Я даю ему время насладиться своим маленьким профессиональным триумфом, потом спрашиваю:
– Так что вы об этом думаете, доктор? Ответы Марти всегда отличаются определенностью:
– Я думаю, что с чисто лечебной точки зрения инициатива вашего брата Жереми не лишена смысла. Что касается больницы, то, конечно, возникает довольно неприятная административная проблема, но, мне кажется, гораздо сложнее будут объяснения с полицией!
– С полицией? При чем тут полиция? Вы хотите на них заявить?
– Нет, но ваша Джулия Коррансон была доставлена к нам полицией. Вы что, не знали?
(Нет, не знал.)
– Нет, не знал. И давно?
– Недели две назад. К ней время от времени приходил один молодой инспектор и разговаривал так, как будто она его слышала, – отличный прием, между прочим, – поэтому я и обратил на нее внимание в этой палате.
– Две недели без сознания?
(Моя Джулия… ты не просыпаешься две недели. Да что ж они с тобой сделали, Господи?)
– Это состояние поддерживалось искусственно, чтобы избежать шока при пробуждении, что в данном случае, по–моему, полная чушь. Теперь надо, чтоб она как можно скорее проснулась.
– Но есть опасность, что с ней что–нибудь случится? То есть, я хотел сказать, при пробуждении могут быть неприятности?

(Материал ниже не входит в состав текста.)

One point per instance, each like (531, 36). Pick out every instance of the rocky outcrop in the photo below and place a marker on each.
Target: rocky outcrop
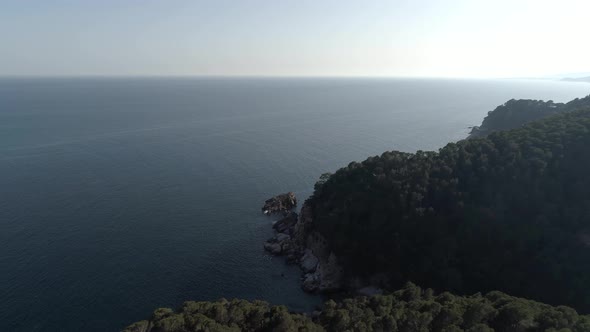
(280, 203)
(295, 238)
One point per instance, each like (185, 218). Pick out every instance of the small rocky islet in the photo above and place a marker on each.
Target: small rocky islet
(295, 239)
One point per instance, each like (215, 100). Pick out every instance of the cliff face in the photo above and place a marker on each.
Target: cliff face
(296, 239)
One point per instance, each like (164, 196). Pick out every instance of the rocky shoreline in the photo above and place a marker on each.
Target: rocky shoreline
(295, 239)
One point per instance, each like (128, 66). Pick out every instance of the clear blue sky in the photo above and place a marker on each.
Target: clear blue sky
(452, 38)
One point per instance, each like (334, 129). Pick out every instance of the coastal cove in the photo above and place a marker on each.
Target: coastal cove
(155, 198)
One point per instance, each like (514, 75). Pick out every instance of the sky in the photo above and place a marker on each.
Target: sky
(405, 38)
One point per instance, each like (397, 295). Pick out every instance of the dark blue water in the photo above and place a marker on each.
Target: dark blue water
(118, 196)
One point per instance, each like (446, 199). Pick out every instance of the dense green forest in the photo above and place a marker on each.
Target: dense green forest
(410, 309)
(515, 113)
(508, 212)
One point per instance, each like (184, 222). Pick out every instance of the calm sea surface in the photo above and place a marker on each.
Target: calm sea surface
(118, 196)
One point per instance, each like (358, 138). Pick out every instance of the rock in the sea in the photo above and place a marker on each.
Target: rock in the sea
(310, 283)
(282, 237)
(309, 261)
(274, 248)
(286, 224)
(280, 203)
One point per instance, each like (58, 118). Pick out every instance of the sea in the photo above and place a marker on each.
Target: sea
(122, 195)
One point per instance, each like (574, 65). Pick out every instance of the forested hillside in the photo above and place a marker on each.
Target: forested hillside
(508, 212)
(409, 309)
(515, 113)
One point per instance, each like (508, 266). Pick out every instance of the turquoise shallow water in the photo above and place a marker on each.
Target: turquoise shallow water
(118, 196)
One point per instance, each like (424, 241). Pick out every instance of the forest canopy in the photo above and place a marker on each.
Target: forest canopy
(507, 212)
(409, 309)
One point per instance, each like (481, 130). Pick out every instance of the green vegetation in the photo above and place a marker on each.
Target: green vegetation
(409, 309)
(515, 113)
(507, 212)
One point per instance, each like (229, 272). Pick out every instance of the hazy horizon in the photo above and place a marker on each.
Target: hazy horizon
(392, 39)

– Да. У нее может случиться психический припадок, галлюцинации…
– Она может умереть?
– Вот здесь наши мнения с Бертольдом расходятся. Мне кажется, что нет, знаете, она крепкая девушка!
(Да, я знаю, она крепкая, да.)
– Вы к нам зайдете, доктор? Вы ее посмотрите? Ответ приходит незамедлительно:
– Естественно, господин Малоссен, я буду непосредственно наблюдать за ходом дела, но сначала надо уладить отношения с больницей и известить полицию, чтобы там не решили, что кто–то выкрал подозреваемого или что–нибудь в этом роде.

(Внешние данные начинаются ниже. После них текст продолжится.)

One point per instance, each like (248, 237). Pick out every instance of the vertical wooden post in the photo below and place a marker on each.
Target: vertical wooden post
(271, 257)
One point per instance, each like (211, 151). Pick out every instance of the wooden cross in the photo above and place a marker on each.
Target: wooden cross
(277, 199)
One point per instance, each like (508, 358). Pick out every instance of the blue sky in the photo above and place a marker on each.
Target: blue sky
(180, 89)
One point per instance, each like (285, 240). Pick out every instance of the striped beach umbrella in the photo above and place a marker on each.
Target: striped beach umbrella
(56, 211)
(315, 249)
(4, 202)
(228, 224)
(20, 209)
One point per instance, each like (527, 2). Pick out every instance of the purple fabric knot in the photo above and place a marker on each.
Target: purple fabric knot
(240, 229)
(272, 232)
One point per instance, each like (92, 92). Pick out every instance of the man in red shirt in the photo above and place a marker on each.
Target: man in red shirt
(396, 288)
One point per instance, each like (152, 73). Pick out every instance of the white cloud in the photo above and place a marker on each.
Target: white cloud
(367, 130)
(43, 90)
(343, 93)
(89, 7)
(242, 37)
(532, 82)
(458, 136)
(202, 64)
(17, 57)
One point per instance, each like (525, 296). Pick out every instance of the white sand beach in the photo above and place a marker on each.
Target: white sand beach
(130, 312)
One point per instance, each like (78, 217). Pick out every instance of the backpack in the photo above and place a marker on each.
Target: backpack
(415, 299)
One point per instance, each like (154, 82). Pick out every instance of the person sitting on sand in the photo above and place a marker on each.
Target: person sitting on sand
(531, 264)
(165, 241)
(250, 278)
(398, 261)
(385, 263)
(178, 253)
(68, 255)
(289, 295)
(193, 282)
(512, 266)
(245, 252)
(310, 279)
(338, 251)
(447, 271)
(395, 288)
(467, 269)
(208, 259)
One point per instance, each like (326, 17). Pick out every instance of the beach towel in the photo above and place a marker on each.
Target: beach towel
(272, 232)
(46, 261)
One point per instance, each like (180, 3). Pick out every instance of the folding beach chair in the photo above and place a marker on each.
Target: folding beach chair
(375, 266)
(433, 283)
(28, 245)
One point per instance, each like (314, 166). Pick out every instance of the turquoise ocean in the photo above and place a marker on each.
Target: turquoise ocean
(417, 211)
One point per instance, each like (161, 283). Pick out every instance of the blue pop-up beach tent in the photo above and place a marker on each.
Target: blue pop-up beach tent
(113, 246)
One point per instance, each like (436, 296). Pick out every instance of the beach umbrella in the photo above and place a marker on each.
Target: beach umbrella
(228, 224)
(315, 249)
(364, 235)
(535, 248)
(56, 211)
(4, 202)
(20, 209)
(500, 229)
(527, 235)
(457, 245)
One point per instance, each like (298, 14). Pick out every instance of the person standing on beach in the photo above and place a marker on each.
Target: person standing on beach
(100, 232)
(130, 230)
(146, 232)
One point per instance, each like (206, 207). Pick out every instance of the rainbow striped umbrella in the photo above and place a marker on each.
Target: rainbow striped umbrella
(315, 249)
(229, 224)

– Как можно решить дело с полицией?
Я совершенно обалдел, я полностью полагаюсь на человека, которого до этого видел всего дважды: один раз в прошлом году, когда к нему привезли мелко порезанного и обжаренного, как цыпленок,
Жереми, и второй раз в день смерти Вердена. Но такова жизнь: если вы встретите в толпе человеческое лицо, не теряйте его… идите следом.
– Господин Малоссен, я позвоню инспектору Пастору – тому, кто приходил к ней и шептал что–то на ухо, да, я попрошу совета у инспектора Пастора.
30
– А, это ты, Пастор, заходи, заходи.
Глубокой ночью кабинет комдива Серкера был освещен как днем – в любое время суток со стен тут лился один и тот же ровный свет, он лился и с потолка, истребляя тени и безжалостно выхватывая из пространства контуры сермяжной правды.
– Пастор, знакомься, это Вертолет, Вертолет, это Пастор, тот, который расколол Шабраля, помнишь?